Concept of federalism affirmed in Roe v. Wade decision


The progressive left’s outrage over the U.S. Supreme Court’s ruling in Dobbs v. Jackson Women’s Health Organization, in which they overturned Roe v. Wade, clearly demonstrates that they do not understand the concept of federalism. Their threats of violence also indicate that they fail to understand or appreciate that the United States of America, the greatest nation on earth, is a republic. We have a democratic form of government, but we are not a democracy.

The 1973 holding in Roe v. Wade was based on a majority of Justice’s finding the right to an abortion in a penumbra of other Amendments. Their decision to find this right has been a puzzle for almost 50 years considering the 10th Amendment was right in front of them. Specifically, “[t]he powers not delegated to the United States by the Constitution, nor prohibited by it to the States, are reserved to the States respectively, or to the people.” The Bill of Rights was enacted to restrain the power of the federal government; to keep the federal government from becoming a dictatorship.
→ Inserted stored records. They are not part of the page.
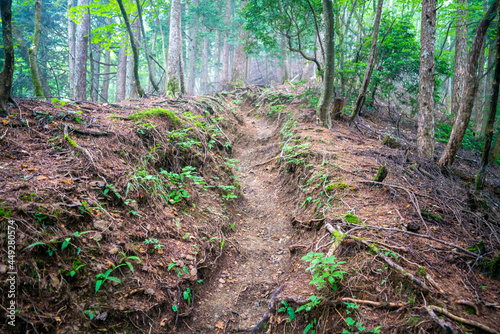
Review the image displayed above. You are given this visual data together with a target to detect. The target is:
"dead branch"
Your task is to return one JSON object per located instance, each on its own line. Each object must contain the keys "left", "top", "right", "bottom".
{"left": 455, "top": 300, "right": 479, "bottom": 316}
{"left": 426, "top": 305, "right": 456, "bottom": 334}
{"left": 69, "top": 126, "right": 112, "bottom": 137}
{"left": 0, "top": 129, "right": 7, "bottom": 141}
{"left": 430, "top": 305, "right": 498, "bottom": 334}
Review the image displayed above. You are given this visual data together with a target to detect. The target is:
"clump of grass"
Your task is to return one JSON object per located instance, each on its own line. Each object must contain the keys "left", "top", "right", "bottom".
{"left": 128, "top": 108, "right": 180, "bottom": 124}
{"left": 344, "top": 214, "right": 359, "bottom": 224}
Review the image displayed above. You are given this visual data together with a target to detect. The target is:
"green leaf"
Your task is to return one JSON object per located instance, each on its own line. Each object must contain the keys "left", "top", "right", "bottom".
{"left": 106, "top": 276, "right": 121, "bottom": 284}
{"left": 95, "top": 280, "right": 103, "bottom": 293}
{"left": 24, "top": 241, "right": 46, "bottom": 250}
{"left": 61, "top": 237, "right": 71, "bottom": 251}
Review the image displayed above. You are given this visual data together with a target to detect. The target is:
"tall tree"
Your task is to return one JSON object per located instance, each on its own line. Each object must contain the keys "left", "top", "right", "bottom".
{"left": 201, "top": 26, "right": 209, "bottom": 94}
{"left": 316, "top": 0, "right": 335, "bottom": 128}
{"left": 135, "top": 0, "right": 160, "bottom": 93}
{"left": 74, "top": 0, "right": 90, "bottom": 101}
{"left": 451, "top": 0, "right": 468, "bottom": 116}
{"left": 476, "top": 5, "right": 500, "bottom": 190}
{"left": 187, "top": 0, "right": 200, "bottom": 95}
{"left": 68, "top": 0, "right": 76, "bottom": 99}
{"left": 167, "top": 0, "right": 182, "bottom": 95}
{"left": 221, "top": 0, "right": 232, "bottom": 89}
{"left": 117, "top": 0, "right": 145, "bottom": 97}
{"left": 416, "top": 0, "right": 437, "bottom": 159}
{"left": 28, "top": 0, "right": 44, "bottom": 98}
{"left": 100, "top": 49, "right": 111, "bottom": 102}
{"left": 0, "top": 0, "right": 14, "bottom": 116}
{"left": 438, "top": 0, "right": 499, "bottom": 167}
{"left": 116, "top": 46, "right": 127, "bottom": 102}
{"left": 230, "top": 0, "right": 248, "bottom": 88}
{"left": 349, "top": 0, "right": 384, "bottom": 123}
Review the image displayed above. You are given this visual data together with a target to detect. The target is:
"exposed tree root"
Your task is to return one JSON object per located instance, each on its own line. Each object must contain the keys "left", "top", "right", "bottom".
{"left": 429, "top": 305, "right": 499, "bottom": 334}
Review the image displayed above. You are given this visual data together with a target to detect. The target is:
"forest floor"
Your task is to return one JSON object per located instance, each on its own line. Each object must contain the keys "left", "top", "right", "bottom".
{"left": 1, "top": 85, "right": 500, "bottom": 334}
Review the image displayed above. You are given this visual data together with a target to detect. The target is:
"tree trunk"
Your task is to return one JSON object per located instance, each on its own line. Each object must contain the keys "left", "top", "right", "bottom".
{"left": 281, "top": 37, "right": 290, "bottom": 83}
{"left": 74, "top": 0, "right": 89, "bottom": 101}
{"left": 28, "top": 0, "right": 44, "bottom": 98}
{"left": 116, "top": 46, "right": 127, "bottom": 102}
{"left": 215, "top": 28, "right": 223, "bottom": 89}
{"left": 135, "top": 0, "right": 159, "bottom": 93}
{"left": 201, "top": 26, "right": 209, "bottom": 94}
{"left": 451, "top": 0, "right": 468, "bottom": 116}
{"left": 100, "top": 49, "right": 111, "bottom": 102}
{"left": 167, "top": 0, "right": 181, "bottom": 95}
{"left": 221, "top": 0, "right": 232, "bottom": 90}
{"left": 90, "top": 43, "right": 100, "bottom": 102}
{"left": 0, "top": 0, "right": 14, "bottom": 116}
{"left": 438, "top": 0, "right": 499, "bottom": 167}
{"left": 476, "top": 38, "right": 495, "bottom": 135}
{"left": 187, "top": 0, "right": 199, "bottom": 95}
{"left": 178, "top": 3, "right": 186, "bottom": 94}
{"left": 476, "top": 5, "right": 500, "bottom": 189}
{"left": 117, "top": 0, "right": 145, "bottom": 98}
{"left": 230, "top": 0, "right": 247, "bottom": 88}
{"left": 316, "top": 0, "right": 335, "bottom": 128}
{"left": 349, "top": 0, "right": 384, "bottom": 123}
{"left": 68, "top": 0, "right": 76, "bottom": 100}
{"left": 416, "top": 0, "right": 437, "bottom": 159}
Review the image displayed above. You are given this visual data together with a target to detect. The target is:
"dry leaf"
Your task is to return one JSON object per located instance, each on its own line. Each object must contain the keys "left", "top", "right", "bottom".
{"left": 21, "top": 164, "right": 29, "bottom": 168}
{"left": 28, "top": 168, "right": 36, "bottom": 171}
{"left": 2, "top": 119, "right": 9, "bottom": 125}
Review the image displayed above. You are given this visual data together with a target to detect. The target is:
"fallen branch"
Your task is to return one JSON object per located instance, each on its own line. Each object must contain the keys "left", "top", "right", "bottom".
{"left": 0, "top": 129, "right": 7, "bottom": 141}
{"left": 426, "top": 305, "right": 456, "bottom": 334}
{"left": 69, "top": 126, "right": 112, "bottom": 137}
{"left": 324, "top": 223, "right": 347, "bottom": 257}
{"left": 430, "top": 305, "right": 498, "bottom": 334}
{"left": 339, "top": 221, "right": 479, "bottom": 258}
{"left": 455, "top": 300, "right": 479, "bottom": 316}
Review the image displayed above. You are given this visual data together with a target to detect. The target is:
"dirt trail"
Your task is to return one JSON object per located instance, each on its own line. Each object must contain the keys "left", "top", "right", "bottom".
{"left": 192, "top": 107, "right": 293, "bottom": 332}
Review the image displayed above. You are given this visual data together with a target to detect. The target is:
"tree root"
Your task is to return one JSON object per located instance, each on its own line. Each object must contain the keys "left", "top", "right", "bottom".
{"left": 429, "top": 305, "right": 499, "bottom": 334}
{"left": 426, "top": 304, "right": 456, "bottom": 334}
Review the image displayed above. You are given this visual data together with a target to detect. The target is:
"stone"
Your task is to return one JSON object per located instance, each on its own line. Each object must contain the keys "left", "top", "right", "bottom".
{"left": 93, "top": 220, "right": 108, "bottom": 231}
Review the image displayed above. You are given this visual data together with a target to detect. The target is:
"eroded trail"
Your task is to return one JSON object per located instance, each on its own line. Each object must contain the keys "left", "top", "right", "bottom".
{"left": 192, "top": 109, "right": 293, "bottom": 332}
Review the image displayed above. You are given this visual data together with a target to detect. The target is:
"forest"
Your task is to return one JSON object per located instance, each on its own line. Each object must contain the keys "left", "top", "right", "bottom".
{"left": 1, "top": 0, "right": 500, "bottom": 333}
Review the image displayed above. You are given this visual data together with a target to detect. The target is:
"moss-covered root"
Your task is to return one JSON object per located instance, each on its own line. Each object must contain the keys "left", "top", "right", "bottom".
{"left": 324, "top": 223, "right": 346, "bottom": 257}
{"left": 373, "top": 166, "right": 388, "bottom": 182}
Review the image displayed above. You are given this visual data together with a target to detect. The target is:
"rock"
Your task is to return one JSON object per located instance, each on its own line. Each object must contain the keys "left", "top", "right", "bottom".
{"left": 109, "top": 246, "right": 119, "bottom": 255}
{"left": 0, "top": 264, "right": 7, "bottom": 274}
{"left": 190, "top": 267, "right": 197, "bottom": 277}
{"left": 219, "top": 278, "right": 225, "bottom": 284}
{"left": 145, "top": 288, "right": 155, "bottom": 295}
{"left": 185, "top": 254, "right": 195, "bottom": 261}
{"left": 93, "top": 220, "right": 108, "bottom": 231}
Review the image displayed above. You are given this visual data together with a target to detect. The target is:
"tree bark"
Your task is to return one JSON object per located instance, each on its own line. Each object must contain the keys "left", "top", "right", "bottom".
{"left": 74, "top": 0, "right": 90, "bottom": 101}
{"left": 68, "top": 0, "right": 76, "bottom": 100}
{"left": 281, "top": 37, "right": 290, "bottom": 83}
{"left": 221, "top": 0, "right": 232, "bottom": 90}
{"left": 438, "top": 0, "right": 499, "bottom": 167}
{"left": 167, "top": 0, "right": 181, "bottom": 95}
{"left": 0, "top": 0, "right": 14, "bottom": 116}
{"left": 101, "top": 49, "right": 111, "bottom": 102}
{"left": 316, "top": 0, "right": 335, "bottom": 128}
{"left": 90, "top": 43, "right": 100, "bottom": 102}
{"left": 201, "top": 26, "right": 209, "bottom": 94}
{"left": 416, "top": 0, "right": 437, "bottom": 159}
{"left": 187, "top": 0, "right": 199, "bottom": 95}
{"left": 349, "top": 0, "right": 384, "bottom": 123}
{"left": 135, "top": 0, "right": 159, "bottom": 93}
{"left": 451, "top": 0, "right": 468, "bottom": 116}
{"left": 476, "top": 38, "right": 495, "bottom": 135}
{"left": 230, "top": 0, "right": 247, "bottom": 88}
{"left": 178, "top": 3, "right": 186, "bottom": 94}
{"left": 29, "top": 0, "right": 45, "bottom": 98}
{"left": 116, "top": 46, "right": 127, "bottom": 102}
{"left": 117, "top": 0, "right": 145, "bottom": 97}
{"left": 475, "top": 5, "right": 500, "bottom": 190}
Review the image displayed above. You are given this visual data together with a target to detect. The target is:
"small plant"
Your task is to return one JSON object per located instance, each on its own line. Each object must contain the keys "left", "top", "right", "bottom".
{"left": 103, "top": 184, "right": 121, "bottom": 199}
{"left": 295, "top": 295, "right": 321, "bottom": 313}
{"left": 302, "top": 252, "right": 346, "bottom": 291}
{"left": 119, "top": 251, "right": 141, "bottom": 273}
{"left": 95, "top": 268, "right": 121, "bottom": 293}
{"left": 278, "top": 301, "right": 296, "bottom": 321}
{"left": 84, "top": 310, "right": 95, "bottom": 320}
{"left": 183, "top": 288, "right": 192, "bottom": 305}
{"left": 218, "top": 185, "right": 237, "bottom": 200}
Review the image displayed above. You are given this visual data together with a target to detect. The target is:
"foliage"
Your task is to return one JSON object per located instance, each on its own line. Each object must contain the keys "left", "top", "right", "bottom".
{"left": 301, "top": 252, "right": 346, "bottom": 291}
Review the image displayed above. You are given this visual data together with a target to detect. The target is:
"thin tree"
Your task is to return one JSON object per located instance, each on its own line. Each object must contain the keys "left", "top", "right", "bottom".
{"left": 416, "top": 0, "right": 437, "bottom": 159}
{"left": 349, "top": 0, "right": 384, "bottom": 123}
{"left": 221, "top": 0, "right": 232, "bottom": 89}
{"left": 74, "top": 0, "right": 90, "bottom": 101}
{"left": 167, "top": 0, "right": 181, "bottom": 95}
{"left": 117, "top": 0, "right": 145, "bottom": 97}
{"left": 316, "top": 0, "right": 335, "bottom": 128}
{"left": 475, "top": 5, "right": 500, "bottom": 190}
{"left": 0, "top": 0, "right": 14, "bottom": 116}
{"left": 116, "top": 46, "right": 127, "bottom": 102}
{"left": 135, "top": 0, "right": 160, "bottom": 93}
{"left": 201, "top": 26, "right": 209, "bottom": 94}
{"left": 438, "top": 0, "right": 499, "bottom": 167}
{"left": 187, "top": 0, "right": 200, "bottom": 95}
{"left": 68, "top": 0, "right": 76, "bottom": 99}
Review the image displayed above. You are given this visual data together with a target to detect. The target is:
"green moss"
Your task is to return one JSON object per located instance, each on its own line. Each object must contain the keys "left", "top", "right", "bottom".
{"left": 420, "top": 210, "right": 443, "bottom": 222}
{"left": 128, "top": 108, "right": 180, "bottom": 124}
{"left": 64, "top": 133, "right": 78, "bottom": 147}
{"left": 345, "top": 213, "right": 359, "bottom": 224}
{"left": 417, "top": 266, "right": 426, "bottom": 277}
{"left": 325, "top": 182, "right": 349, "bottom": 191}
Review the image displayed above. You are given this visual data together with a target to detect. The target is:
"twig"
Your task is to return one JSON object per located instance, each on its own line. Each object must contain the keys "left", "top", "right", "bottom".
{"left": 430, "top": 305, "right": 498, "bottom": 334}
{"left": 0, "top": 128, "right": 7, "bottom": 141}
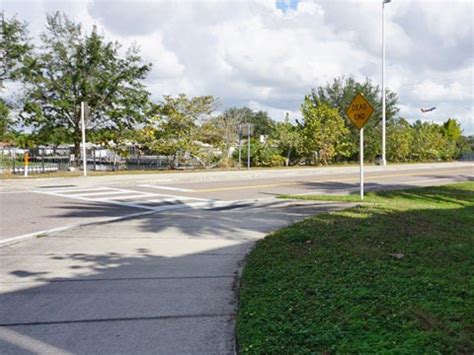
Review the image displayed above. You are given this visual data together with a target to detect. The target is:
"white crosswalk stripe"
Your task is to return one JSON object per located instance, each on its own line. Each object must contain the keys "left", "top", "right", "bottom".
{"left": 70, "top": 190, "right": 139, "bottom": 198}
{"left": 32, "top": 186, "right": 213, "bottom": 211}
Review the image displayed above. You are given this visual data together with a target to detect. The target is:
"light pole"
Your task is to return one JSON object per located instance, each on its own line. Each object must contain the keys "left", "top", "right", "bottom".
{"left": 81, "top": 102, "right": 87, "bottom": 177}
{"left": 381, "top": 0, "right": 391, "bottom": 166}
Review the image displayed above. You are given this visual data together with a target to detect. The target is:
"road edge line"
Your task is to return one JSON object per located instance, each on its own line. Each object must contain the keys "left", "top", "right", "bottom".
{"left": 0, "top": 210, "right": 157, "bottom": 248}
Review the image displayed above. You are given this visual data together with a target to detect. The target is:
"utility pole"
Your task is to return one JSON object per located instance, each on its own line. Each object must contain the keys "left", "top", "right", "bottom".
{"left": 247, "top": 123, "right": 251, "bottom": 170}
{"left": 381, "top": 0, "right": 391, "bottom": 166}
{"left": 0, "top": 12, "right": 4, "bottom": 89}
{"left": 81, "top": 102, "right": 87, "bottom": 177}
{"left": 238, "top": 124, "right": 242, "bottom": 169}
{"left": 360, "top": 128, "right": 364, "bottom": 200}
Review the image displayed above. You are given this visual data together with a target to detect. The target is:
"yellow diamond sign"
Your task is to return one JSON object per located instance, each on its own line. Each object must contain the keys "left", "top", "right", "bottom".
{"left": 345, "top": 93, "right": 374, "bottom": 129}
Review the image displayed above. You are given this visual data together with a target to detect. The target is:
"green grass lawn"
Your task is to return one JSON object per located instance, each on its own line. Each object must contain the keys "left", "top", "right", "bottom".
{"left": 237, "top": 182, "right": 474, "bottom": 354}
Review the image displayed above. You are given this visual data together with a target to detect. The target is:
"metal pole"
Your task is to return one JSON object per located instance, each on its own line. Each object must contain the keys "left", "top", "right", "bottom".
{"left": 12, "top": 148, "right": 16, "bottom": 173}
{"left": 81, "top": 102, "right": 87, "bottom": 177}
{"left": 381, "top": 0, "right": 387, "bottom": 166}
{"left": 360, "top": 128, "right": 364, "bottom": 200}
{"left": 238, "top": 125, "right": 242, "bottom": 169}
{"left": 247, "top": 123, "right": 250, "bottom": 170}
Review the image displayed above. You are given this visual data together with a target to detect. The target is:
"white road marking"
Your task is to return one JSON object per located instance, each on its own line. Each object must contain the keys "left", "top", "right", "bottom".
{"left": 101, "top": 193, "right": 159, "bottom": 200}
{"left": 0, "top": 327, "right": 72, "bottom": 354}
{"left": 0, "top": 210, "right": 157, "bottom": 247}
{"left": 37, "top": 187, "right": 112, "bottom": 193}
{"left": 139, "top": 184, "right": 194, "bottom": 192}
{"left": 31, "top": 186, "right": 214, "bottom": 213}
{"left": 71, "top": 190, "right": 139, "bottom": 197}
{"left": 0, "top": 190, "right": 31, "bottom": 194}
{"left": 32, "top": 189, "right": 158, "bottom": 210}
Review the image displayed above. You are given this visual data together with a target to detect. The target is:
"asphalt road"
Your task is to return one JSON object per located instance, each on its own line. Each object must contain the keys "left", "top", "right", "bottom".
{"left": 0, "top": 162, "right": 472, "bottom": 242}
{"left": 0, "top": 162, "right": 472, "bottom": 354}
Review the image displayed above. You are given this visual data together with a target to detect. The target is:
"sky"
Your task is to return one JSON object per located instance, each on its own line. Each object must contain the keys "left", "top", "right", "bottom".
{"left": 3, "top": 0, "right": 473, "bottom": 134}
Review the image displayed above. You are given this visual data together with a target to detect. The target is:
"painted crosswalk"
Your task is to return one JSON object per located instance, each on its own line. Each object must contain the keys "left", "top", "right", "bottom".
{"left": 32, "top": 186, "right": 213, "bottom": 212}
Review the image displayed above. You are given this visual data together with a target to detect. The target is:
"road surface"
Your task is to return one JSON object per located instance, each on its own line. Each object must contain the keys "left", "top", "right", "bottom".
{"left": 0, "top": 162, "right": 471, "bottom": 242}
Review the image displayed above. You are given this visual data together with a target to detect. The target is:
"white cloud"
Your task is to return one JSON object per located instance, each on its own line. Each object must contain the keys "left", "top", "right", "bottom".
{"left": 421, "top": 0, "right": 473, "bottom": 48}
{"left": 2, "top": 0, "right": 473, "bottom": 134}
{"left": 135, "top": 33, "right": 185, "bottom": 80}
{"left": 295, "top": 0, "right": 324, "bottom": 16}
{"left": 247, "top": 100, "right": 302, "bottom": 122}
{"left": 411, "top": 80, "right": 472, "bottom": 101}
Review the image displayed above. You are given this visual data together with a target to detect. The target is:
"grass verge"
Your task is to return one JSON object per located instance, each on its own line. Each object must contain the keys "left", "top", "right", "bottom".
{"left": 237, "top": 182, "right": 474, "bottom": 353}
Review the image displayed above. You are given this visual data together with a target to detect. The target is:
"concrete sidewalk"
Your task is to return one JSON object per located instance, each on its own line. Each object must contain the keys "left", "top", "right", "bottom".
{"left": 0, "top": 199, "right": 346, "bottom": 354}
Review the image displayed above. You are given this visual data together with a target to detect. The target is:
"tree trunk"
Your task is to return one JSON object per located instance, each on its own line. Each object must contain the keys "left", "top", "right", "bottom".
{"left": 168, "top": 154, "right": 177, "bottom": 169}
{"left": 286, "top": 148, "right": 291, "bottom": 167}
{"left": 74, "top": 127, "right": 82, "bottom": 167}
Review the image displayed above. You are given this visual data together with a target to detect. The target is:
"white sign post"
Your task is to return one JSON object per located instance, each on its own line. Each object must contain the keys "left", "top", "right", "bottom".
{"left": 360, "top": 128, "right": 364, "bottom": 200}
{"left": 24, "top": 152, "right": 29, "bottom": 178}
{"left": 81, "top": 102, "right": 87, "bottom": 177}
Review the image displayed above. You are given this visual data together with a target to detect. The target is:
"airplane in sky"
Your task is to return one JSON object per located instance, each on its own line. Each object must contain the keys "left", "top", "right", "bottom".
{"left": 420, "top": 107, "right": 436, "bottom": 113}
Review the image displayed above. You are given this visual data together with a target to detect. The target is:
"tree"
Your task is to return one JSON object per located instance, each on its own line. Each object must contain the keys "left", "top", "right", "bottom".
{"left": 272, "top": 114, "right": 303, "bottom": 166}
{"left": 1, "top": 13, "right": 34, "bottom": 141}
{"left": 206, "top": 106, "right": 276, "bottom": 165}
{"left": 459, "top": 135, "right": 474, "bottom": 155}
{"left": 207, "top": 107, "right": 246, "bottom": 161}
{"left": 33, "top": 125, "right": 71, "bottom": 148}
{"left": 232, "top": 137, "right": 285, "bottom": 167}
{"left": 11, "top": 131, "right": 37, "bottom": 149}
{"left": 0, "top": 12, "right": 33, "bottom": 83}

Unfortunately, this is not the only example of the U.S. Supreme Court choosing to usurp the power of the States as can be seen in their 5-4 ruling in Louisiana v. Kennedy. A 1995 Louisiana statute called for the death penalty in an aggravated rape of a child under the age of 12. Kennedy’s rape of his 8-year-old stepdaughter was described by an expert in pediatric forensic medicine as “…the most severe he had seen from a sexual assault in his four years of practice.”

In this Louisiana case, the majority ruled that the Louisiana statute was unconstitutional based on their belief in “the evolving standards of decency that mark the progress of a maturing society”. However, as stated in the dissent written by Justice Alito, ‘[t]he party attacking the constitutionality of a state statute bears the “heavy burden” of establishing that the law is unconstitutional …That burden has not been discharged here, and I would therefore affirm the decision of the Louisiana Supreme Court.”

In other words, whether a state statute meets Constitutional standards relies on more than the personal feelings of any of our U.S. Supreme Court Justices. Some of the Justices may relish the idea of restriction-free abortion, just as some may disagree with the use of the death penalty, but their personal feelings are irrelevant. Just because something may be objectionable to any of the Justice’s sensibilities does not mean it’s unconstitutional. Last week’s ruling in the Dobbs case was a reminder to our Supreme Court Justices to stay ib their own lane! May God bless this magnificent Republic.